One of India’s biggest venture capital firms is turning more cautious in its investment strategy, alarmed by crises at homegrown startups such as ed-tech leader Byju’s.

Blume Ventures, which manages $625 million in assets, is cutting back on “frivolous” investments as it pushes portfolio companies to increasingly shift focus to profitability, co-founder Karthik Reddy said in an interview. About a third of its portfolio, which includes e-commerce and mobility firms, has turned “shaky” over the past year, Reddy said.

Perceived corporate governance lapses are sending shockwaves through the South Asian nation’s fledgling startup economy. Byju’s, once India’s most valuable upstart, is in turmoil after missing a deadline on financial statements, skipping payments on a $1.2 billion loan and losing its auditor and some of its board members.

The chaos at Byju’s has forced “the entire ecosystem to think about what could be wrong in every portfolio company,” said Reddy, whose firm backs Byju’s rival Unacademy, as well as scores of consumer startups including delivery firm Dunzo and gadget marketplace Cashify. “You get these questions from your investors as well.”

A Byju’s representative said the company didn’t have an immediate comment. Byju’s was valued at $22 billion late last year. Last month, one of its main investors, Prosus NV, slashed the value of its stake in a move that pegged Byju’s total valuation at about $5.1 billion.

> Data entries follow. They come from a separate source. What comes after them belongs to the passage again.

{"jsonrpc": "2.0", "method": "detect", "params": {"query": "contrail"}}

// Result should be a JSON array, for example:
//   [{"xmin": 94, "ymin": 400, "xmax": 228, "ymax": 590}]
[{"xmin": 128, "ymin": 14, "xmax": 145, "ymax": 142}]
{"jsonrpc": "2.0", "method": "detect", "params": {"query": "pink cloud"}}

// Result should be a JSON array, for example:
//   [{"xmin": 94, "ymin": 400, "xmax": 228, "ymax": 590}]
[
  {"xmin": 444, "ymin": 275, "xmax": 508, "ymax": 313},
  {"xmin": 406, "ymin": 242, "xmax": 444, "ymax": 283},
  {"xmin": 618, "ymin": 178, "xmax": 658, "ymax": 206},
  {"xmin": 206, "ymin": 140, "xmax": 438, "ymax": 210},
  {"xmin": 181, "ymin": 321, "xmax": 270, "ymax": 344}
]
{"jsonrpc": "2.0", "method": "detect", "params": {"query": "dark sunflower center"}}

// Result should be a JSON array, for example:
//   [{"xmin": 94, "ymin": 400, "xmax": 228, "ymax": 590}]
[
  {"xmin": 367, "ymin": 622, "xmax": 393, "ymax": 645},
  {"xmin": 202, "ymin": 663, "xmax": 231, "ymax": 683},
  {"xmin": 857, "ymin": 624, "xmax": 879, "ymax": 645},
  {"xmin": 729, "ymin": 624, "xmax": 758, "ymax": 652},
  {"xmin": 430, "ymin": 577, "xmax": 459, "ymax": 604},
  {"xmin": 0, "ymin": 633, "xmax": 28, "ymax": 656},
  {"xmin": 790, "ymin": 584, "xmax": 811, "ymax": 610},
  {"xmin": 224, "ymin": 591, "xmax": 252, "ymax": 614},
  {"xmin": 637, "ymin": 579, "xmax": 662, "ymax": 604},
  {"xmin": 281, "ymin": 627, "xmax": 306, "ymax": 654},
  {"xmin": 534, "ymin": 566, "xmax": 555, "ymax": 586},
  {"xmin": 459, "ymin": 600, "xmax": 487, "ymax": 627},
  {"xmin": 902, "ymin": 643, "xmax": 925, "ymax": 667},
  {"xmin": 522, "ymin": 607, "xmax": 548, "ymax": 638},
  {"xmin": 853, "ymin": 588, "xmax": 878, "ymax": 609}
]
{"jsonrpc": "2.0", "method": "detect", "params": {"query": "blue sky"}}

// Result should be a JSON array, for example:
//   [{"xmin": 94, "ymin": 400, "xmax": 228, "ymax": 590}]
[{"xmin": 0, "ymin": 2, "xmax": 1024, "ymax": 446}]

The perceived mis-steps in governance resulted from a venture capital boom that lasted through 2021. Funding has dried up since as slowing economies, rising interest rates and higher levels of inflation prompted venture investors to pull back.

Indian startups raised $5.4 billion in the first half of 2023, a decline of more than 70% from the same period last year, according to Tracxn Technologies. Already in 2022, funding dropped to about $27 billion from $43 billion in 2021.

“There is very little early-stage investing happening right now,” Reddy said. Blume, based in India’s financial capital of Mumbai, typically provides seed funding to upstarts.

That cautiousness dovetails with several small startups shutting down amid the funding winter. Investors have become more prudent and firms such as Blume are wary of writing a cheque for just “another e-commerce, marketplace or influencer marketing idea,” Reddy said.

--With assistance from Sankalp Phartiyal.